When Someone Dies What Happens to Their Car Loan?

When an individual passes away, his possessions are passed on to someone else according to the specifications of his will or trust documents. If that individual has debt, it must be addressed before possessions can be passed on to his heirs. One of the most common debts in this situation is an auto loan.

Paying Off Loan

    One of the options available to the family members of a deceased individual in this situation is to pay off the loan. If the deceased individual left a sizable estate to his beneficiaries, they could use part of that money to pay off the loan. The family can keep the car without having to make ongoing car payments if it chooses this option. The family members can also pay the loan off with their own money if they want to keep the car.

Assumption

    Another option that the family members of the deceased individual can pursue is an assumption. An assumption is a process that involves taking over the loan for the individual. The remaining family members can come forward and try to assume the loan.

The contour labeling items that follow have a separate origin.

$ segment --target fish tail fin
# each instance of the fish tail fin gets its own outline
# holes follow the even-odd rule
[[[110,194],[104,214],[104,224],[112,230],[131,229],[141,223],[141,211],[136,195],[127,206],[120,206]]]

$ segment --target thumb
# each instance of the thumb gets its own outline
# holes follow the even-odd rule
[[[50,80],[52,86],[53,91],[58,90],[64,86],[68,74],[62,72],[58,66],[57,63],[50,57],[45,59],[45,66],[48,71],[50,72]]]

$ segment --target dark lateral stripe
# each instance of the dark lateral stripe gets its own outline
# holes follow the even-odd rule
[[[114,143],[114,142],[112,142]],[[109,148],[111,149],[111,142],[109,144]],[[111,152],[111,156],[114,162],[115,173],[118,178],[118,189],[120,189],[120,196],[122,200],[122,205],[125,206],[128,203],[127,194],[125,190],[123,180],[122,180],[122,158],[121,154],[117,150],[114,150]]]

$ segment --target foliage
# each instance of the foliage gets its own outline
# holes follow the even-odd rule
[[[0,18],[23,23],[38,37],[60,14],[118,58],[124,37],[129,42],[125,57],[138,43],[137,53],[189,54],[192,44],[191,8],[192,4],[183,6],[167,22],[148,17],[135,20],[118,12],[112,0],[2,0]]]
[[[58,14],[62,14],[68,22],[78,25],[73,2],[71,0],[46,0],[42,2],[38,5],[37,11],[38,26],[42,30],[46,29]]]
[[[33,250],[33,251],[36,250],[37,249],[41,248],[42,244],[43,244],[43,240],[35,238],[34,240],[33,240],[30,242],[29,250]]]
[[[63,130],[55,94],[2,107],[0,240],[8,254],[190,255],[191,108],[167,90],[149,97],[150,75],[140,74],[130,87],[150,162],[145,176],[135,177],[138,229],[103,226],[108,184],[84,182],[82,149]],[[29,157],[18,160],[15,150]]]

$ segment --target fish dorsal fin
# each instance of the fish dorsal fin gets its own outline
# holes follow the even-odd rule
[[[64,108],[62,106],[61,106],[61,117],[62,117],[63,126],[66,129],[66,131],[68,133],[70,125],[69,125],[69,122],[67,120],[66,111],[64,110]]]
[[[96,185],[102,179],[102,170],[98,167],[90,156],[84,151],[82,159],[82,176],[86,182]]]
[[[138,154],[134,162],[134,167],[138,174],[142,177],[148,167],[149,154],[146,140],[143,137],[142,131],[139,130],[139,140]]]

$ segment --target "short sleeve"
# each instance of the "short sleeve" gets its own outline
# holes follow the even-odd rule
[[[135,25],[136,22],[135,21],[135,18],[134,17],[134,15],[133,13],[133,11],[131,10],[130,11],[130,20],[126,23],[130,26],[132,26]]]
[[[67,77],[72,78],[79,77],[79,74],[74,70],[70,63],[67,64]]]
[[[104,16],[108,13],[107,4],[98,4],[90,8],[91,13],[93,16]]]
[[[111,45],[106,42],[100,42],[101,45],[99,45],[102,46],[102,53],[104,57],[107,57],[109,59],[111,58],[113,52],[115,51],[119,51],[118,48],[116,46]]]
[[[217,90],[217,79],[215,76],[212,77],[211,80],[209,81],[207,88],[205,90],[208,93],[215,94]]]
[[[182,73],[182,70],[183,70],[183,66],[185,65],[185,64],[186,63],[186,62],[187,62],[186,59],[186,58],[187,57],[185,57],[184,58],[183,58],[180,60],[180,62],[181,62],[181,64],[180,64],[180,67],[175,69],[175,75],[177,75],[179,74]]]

For this process to work, the family members will have to prove that they are creditworthy. The lender must approve the new borrowers before the assumption can take place.

Turning Over the Car

    In some cases, the remaining family members may not want to keep the car. When this happens, the family can turn the car back in to the dealer. The lender repossesses the car and take legal ownership of it. The lender then sells the car at an auction to try to come up with the money that it is owed for the car loan. If the lender does not sell the car for the full balance of the loan, it bills the estate for the remainder. (See References 1)

Insurance Payoff

    Another scenario that could occur is that an insurance policy could pay off the car loan. When an individual purchases a new car, he has the opportunity to purchase credit life insurance on the loan. With this type of insurance, the insurer will pay for the remainder of the loan balance if the insured passes away. When this happens, the surviving family members get to keep the car after the insurance company has paid off the bill.